IMPORTANT: Replace {site_url} with the actual site_url from mkdocs.yml. The URL prefix extraction must match exactly.

3.2 Hook Must Handle

  • Pages that resolve to dir/index.md or dir.md (MkDocs supports both)
  • Missing pages (fallback to link reference, don’t crash)
  • Preamble preservation (H1, blockquote, overview paragraphs pass through)
  • Section headers from llms.txt H2s

Phase 4: Wire Into Build

4.1 Register Hook in mkdocs.yml

Add to mkdocs.yml (before markdown_extensions: if it exists):

hooks:
  - hooks/generate_llms_full.py

If hooks: already exists, append to the list.

4.2 Update .gitignore

Add to .gitignore:

# Generated docs (rebuilt by MkDocs hook)
docs/llms-full.txt

4.3 Verify Build

# Generate standalone
python hooks/generate_llms_full.py

# Full MkDocs build
python -m mkdocs build --strict

# Verify both files in site output
ls -la site/llms.txt site/llms-full.txt

Both files must be present in site/. If --strict fails, fix warnings before proceeding.


Phase 5: Commit, PR, Verify

5.1 Branch and Commit

# Create branch (if not already on a feature branch)
git checkout -b feat/llms-txt

# Stage relevant files only
git add docs/llms.txt hooks/generate_llms_full.py mkdocs.yml .gitignore

# Commit
git commit -m "feat: add llms.txt and build hook for AI-queryable docs"

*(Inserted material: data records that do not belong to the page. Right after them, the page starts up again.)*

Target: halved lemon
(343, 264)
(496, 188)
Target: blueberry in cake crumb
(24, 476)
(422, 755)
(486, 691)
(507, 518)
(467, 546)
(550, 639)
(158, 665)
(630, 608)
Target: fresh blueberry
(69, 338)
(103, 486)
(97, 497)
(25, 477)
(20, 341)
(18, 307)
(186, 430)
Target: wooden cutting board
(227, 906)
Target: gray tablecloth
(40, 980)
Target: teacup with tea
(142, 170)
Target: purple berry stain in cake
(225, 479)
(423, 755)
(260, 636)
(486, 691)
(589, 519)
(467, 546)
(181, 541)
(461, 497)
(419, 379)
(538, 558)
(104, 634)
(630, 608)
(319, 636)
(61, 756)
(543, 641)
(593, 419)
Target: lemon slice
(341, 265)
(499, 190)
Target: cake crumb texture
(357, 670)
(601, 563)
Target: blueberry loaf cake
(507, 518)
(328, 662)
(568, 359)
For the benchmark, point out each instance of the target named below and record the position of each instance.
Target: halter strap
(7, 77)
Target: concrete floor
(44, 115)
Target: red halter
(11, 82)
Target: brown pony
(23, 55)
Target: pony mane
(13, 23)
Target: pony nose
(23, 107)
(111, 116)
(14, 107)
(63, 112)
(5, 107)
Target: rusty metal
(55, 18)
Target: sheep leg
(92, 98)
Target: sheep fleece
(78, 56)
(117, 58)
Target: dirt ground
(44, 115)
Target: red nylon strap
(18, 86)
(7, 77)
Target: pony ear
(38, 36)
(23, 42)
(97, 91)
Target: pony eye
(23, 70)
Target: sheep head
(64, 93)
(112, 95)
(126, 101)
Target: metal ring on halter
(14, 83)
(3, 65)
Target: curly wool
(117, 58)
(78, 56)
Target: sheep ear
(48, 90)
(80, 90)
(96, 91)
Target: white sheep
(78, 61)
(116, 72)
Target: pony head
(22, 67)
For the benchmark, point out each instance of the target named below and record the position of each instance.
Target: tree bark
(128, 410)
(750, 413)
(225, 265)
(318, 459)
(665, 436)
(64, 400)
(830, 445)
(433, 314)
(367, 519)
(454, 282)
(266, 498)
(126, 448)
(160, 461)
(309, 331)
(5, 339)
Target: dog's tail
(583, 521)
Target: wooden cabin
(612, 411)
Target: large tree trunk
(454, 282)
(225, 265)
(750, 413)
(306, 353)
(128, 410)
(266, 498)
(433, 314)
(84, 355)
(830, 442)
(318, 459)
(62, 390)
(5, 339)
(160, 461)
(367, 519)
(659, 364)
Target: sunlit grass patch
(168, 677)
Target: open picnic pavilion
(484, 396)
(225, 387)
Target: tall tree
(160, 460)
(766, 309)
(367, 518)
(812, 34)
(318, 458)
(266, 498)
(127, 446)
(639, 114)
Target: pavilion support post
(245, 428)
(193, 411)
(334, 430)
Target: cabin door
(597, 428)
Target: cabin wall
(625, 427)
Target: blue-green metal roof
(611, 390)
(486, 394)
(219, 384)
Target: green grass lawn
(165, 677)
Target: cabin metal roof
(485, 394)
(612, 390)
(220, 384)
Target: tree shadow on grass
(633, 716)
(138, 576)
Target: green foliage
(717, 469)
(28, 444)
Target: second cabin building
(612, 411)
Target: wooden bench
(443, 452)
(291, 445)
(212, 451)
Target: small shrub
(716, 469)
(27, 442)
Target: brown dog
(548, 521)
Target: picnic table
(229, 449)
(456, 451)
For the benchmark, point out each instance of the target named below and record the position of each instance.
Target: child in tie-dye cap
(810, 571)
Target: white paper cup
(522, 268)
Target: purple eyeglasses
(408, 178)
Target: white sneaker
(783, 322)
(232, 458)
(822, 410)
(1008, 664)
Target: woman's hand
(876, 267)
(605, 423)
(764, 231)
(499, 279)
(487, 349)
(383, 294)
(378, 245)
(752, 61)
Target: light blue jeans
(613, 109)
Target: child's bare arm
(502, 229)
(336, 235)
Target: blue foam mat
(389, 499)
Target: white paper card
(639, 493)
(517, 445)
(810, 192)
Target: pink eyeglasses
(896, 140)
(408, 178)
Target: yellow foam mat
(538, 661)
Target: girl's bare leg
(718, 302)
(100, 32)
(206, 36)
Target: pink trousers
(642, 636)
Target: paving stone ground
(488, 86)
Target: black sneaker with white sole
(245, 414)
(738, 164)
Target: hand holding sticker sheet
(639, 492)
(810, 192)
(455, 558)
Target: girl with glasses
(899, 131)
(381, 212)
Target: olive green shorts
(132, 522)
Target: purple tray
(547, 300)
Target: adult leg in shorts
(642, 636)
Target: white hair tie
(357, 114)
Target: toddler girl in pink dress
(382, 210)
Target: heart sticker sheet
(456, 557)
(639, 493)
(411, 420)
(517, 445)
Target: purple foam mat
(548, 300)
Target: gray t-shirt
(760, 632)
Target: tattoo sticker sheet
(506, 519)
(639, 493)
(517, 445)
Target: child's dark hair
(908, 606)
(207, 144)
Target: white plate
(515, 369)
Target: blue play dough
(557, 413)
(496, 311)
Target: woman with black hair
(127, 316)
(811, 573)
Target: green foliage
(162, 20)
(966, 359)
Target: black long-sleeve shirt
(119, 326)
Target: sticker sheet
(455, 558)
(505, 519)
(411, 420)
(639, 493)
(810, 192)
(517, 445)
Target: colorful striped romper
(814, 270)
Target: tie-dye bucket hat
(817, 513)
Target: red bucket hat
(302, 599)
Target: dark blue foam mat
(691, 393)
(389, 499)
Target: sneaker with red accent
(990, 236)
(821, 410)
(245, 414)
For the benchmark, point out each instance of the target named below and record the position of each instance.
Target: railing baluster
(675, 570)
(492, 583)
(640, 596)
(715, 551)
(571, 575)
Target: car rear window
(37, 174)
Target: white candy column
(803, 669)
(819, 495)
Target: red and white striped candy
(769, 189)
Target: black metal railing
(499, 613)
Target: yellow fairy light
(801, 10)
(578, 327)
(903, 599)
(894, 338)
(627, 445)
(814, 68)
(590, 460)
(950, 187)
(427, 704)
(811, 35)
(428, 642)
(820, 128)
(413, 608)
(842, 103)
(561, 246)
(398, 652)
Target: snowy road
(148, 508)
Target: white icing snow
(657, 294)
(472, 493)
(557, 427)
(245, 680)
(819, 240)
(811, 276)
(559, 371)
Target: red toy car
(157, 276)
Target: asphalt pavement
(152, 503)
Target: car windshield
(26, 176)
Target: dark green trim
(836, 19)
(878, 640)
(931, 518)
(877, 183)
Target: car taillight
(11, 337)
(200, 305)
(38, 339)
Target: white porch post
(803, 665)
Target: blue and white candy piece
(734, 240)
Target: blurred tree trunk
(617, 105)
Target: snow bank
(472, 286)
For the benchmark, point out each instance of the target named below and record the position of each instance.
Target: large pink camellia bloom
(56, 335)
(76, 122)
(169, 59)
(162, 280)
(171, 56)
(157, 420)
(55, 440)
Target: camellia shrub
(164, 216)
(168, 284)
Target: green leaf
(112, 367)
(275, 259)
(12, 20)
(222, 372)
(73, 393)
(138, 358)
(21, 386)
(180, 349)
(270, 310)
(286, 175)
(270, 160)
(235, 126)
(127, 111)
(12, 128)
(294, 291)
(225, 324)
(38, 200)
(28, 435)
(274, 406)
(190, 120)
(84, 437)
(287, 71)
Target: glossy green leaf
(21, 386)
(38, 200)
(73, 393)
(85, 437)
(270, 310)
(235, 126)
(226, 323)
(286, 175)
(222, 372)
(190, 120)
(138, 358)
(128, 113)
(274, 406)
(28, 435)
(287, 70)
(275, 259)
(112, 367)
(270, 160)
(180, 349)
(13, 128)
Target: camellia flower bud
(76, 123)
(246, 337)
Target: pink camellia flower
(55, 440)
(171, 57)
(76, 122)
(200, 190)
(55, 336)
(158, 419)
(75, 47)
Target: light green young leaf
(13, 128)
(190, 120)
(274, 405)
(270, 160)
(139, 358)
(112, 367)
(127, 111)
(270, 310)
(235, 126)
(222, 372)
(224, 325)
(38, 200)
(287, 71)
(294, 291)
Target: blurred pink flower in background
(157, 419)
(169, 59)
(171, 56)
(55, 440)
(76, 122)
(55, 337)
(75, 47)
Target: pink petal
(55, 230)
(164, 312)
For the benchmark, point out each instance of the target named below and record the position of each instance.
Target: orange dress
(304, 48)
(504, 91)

Do NOT stage docs/llms-full.txt — it’s generated and gitignored.

5.2 Create PR

git push -u origin feat/llms-txt

gh pr create \
  --title "feat: add llms.txt for AI-queryable docs" \
  --body "Adds llms.txt (curated index) and llms-full.txt (all docs inlined) \
to the documentation site. MkDocs build hook auto-regenerates llms-full.txt \
from source markdown on every build. Follows the llms.txt standard for \
Context7, mcpdoc, and other AI tools. Closes #{issue_number}"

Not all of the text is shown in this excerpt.